Nonlinear Optimization Approaches For Training Neural Networks written by George Magoulas and has been published by Springer this book supported file pdf, txt, epub, kindle and other format this book has been release on 2015-12-24 with Mathematics categories.


This book examines how nonlinear optimization techniques can be applied to training and testing neural networks. It includes both well-known and recently-developed network training methods including deterministic nonlinear optimization methods, stochastic nonlinear optimization methods, and advanced training schemes which combine both deterministic and stochastic components. The convergence analysis and convergence proofs of these techniques are presented as well as real applications of neural networks in areas such as pattern classification, bioinformatics, biomedicine, and finance. Nonlinear optimization methods are applied extensively in the design of training protocols for artificial neural networks used in industry and academia.

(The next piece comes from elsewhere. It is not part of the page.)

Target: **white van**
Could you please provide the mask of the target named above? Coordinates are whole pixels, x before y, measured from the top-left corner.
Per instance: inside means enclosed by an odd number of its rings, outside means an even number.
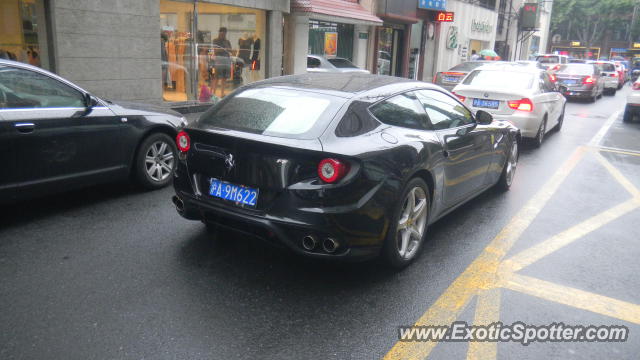
[[[557,69],[554,69],[554,67],[558,66],[559,68],[560,67],[559,65],[568,63],[569,57],[567,55],[544,54],[544,55],[538,55],[536,57],[536,61],[546,66],[547,69],[557,70]]]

Such techniques allow for the implementation of dynamic unsupervised neural network training without requiring the fine tuning of several heuristic parameters. "Nonlinear Optimization Approaches for Training Neural Networks" is a response to the growing demand for innovations in this area of research. This monograph presents a wide range of approaches to neural networks training providing theoretical justification for network behavior based on the theory of nonlinear optimization. It presents training algorithms, and theoretical results on their convergence and implementations through pseudocode. This approach offers the reader an explanation of the performance of the various methods, and a better understanding of the individual characteristics of the various methods, their differences/advantages and interrelationships. This improved perspective allows the reader to choose the best network training method without spending too much effort configuring highly sensitive heuristic parameters. This book can serve as an excellent guide for researchers, graduate students, and lecturers interested in the development of neural networks and their training.